Kitabın son öyküsü “Maske” bir önceki kitabın “Yıldızlara Bakıyor Bazılarımız”daki “Seçim” öyküsünün devamı niteliğinde. Ele avuca sığmayan, uslanmaz Yiğit bu kitapta da bizi şaşırtmaya devam ediyor. Bu karakteri ve öyküleri yaratmandaki motivasyon neydi? Ve bu öykünün farklı parçalarını okumaya devam edecek miyiz?
Seçim ve Maske öykülerini daha önce yazmış olduğum film senaryosunun sahnelerinden esinlenerek yeni bir kurgu ile yazdım. Yiğit karakterini yaratırken kendimi her zamankinden daha farklı, eğlenceli bir oyunun içindeymişim gibi hissediyordum. Belki bu nedenle de tahminimin üstünde ilgi gördü. Yiğit, bütün iyi koşullarına rağmen kötü olmayı seçmiş, para ve menfaat odaklı bir karakter ama bir yandan dikkatli bir gözlemci, kafası çalışıyor. Onun bu çelişkili hâllerini ortaya koymak da ayrı bir motivasyon oldu benim için. Birçok şeyin göründüğü gibi olmadığını bize hissettiriyor, öte yandan güvenilir bir anlatıcı değil. Okur hep kuşkuyla bakıyor anlattıklarına. Yiğit’in öyküsü belki senaryodaki sahnelerden bağımsız devam edebilir, kendisinin de dediği gibi, onda hikâye çok.
Son olarak hem editörün hem de sadık bir okurun olarak sırada ne olduğunu merak ediyorum. Suzan Bilgen Özgün’den bundan sonra neler okuyacağız?

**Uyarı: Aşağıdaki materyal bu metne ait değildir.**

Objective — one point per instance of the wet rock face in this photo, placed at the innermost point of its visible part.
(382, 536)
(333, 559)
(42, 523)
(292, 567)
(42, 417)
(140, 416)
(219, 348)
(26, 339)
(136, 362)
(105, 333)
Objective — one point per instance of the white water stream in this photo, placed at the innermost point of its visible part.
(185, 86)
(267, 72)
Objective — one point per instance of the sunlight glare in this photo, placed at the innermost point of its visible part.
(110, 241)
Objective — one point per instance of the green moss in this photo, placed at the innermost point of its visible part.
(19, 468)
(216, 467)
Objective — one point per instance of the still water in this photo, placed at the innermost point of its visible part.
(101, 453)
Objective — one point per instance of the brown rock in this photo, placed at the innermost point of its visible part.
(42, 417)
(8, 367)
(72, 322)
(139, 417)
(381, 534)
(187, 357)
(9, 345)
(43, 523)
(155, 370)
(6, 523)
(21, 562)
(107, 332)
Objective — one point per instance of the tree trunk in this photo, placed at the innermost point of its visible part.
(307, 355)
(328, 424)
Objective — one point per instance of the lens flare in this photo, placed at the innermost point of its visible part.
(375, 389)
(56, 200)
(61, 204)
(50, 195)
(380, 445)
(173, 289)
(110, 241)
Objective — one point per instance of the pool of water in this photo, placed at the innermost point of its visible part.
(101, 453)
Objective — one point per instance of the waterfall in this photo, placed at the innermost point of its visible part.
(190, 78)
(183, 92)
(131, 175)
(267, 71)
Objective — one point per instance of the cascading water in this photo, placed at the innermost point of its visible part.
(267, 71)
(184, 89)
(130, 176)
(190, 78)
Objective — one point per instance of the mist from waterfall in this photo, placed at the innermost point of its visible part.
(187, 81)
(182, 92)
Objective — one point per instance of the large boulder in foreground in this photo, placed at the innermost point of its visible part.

Bu dosyayı hazırlarken gönlümden ve zihnimden ayrıca bir novella geçiyordu ama öyküler öncelik kazandı. Aklımda uçuşanları novella için hayata geçirebilir miyim, henüz bilmiyorum. Plan yapmayı giderek azaltıyorum galiba. Neyse ki hayaller devam ediyor.